Perl's documentation is described by POD (Plain Old Documentation). POD is a text based system. It has only description part.

POD is a very simple markup language and it has only enough mechanism to represent traditional UNIX manual style which includes certain sections like NAME, SYNOPSIS, DESCRIPTION, etc.

A POD document is embedded in a Perl program as a comment and the Perl's parser just ignores it. A POD parser just ignores program. POD doesn't use any information from the program source code.

http://search.cpan.org/perldoc?perlpod

Java

JavaDoc is the standard documentation tool for Java. It is a text based and it has both description part and reference part.

JavaDoc parser uses not only comments but also program codes to extract type information and class hierarchy.

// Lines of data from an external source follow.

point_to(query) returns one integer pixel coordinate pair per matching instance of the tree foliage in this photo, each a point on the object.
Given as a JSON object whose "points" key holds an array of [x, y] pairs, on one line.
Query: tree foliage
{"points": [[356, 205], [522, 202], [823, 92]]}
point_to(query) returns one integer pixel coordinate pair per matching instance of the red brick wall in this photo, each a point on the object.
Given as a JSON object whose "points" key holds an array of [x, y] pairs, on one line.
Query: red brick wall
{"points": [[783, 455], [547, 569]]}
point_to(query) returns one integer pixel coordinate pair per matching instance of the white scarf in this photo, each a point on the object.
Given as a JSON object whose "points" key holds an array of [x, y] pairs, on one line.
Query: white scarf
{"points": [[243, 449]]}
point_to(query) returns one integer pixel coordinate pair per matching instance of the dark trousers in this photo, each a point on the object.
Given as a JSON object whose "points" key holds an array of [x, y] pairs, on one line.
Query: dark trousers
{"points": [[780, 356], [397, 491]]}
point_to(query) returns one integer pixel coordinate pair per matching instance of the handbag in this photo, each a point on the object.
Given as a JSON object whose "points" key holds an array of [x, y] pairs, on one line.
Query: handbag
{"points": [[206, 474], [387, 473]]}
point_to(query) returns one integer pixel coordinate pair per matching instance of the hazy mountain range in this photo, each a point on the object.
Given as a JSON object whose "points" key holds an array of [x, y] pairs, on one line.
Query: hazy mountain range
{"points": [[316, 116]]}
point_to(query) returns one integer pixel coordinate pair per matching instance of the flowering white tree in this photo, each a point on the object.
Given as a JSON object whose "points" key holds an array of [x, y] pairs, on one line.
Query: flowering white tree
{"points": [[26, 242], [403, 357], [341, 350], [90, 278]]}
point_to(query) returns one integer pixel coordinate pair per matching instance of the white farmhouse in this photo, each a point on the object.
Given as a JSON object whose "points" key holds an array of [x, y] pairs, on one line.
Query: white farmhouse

Even it works if you don't write a comment. Very structured HTML documentation is generated by the tool.

http://java.sun.com/j2se/javadoc/

Emacs Lisp

Emacs Lisp has memory based documentation. And it has only reference part.

Emacs Lisp's documentation is highly integrated with Emacs editor. You can access help document for every functions and variables without external tool.

A documentation is described as a first comment in a function or a variable definition. This comment is parsed by Emacs lisp parser, and shown by help command e.g. M-x describe-function. Help system of Emacs Lisp doesn't have description part, but info manual of Emacs lisp complements overall information.

http://www.gnu.org/software/emacs/emacs-lisp-intro/html_node/defun.html

Python

Python has memory based and text based documentation. And it has description part and reference part.

Basically Python's documentation is same as Lisp's. A documentation is described as a first comment of an entity (module, class, variable, etc...), and parsed by Python parser. You can access the documentation through __doc__ property in run time.

I don't know much about Python. But Python is unique because there seems to be a way to extract documentation by text processing like Java and Perl. I'll learn about it later.

http://www.python.org/dev/peps/pep-0257/

Squeak Smalltalk

Squeak Smalltalk doesn't have documentation system. It is not necessary because the IDE is strong enough. But you can see IDE itself as a memory based documentation system. Class comment is used as a description part, and method comment is used as a reference part. Class browser has mode to hide source code but comment.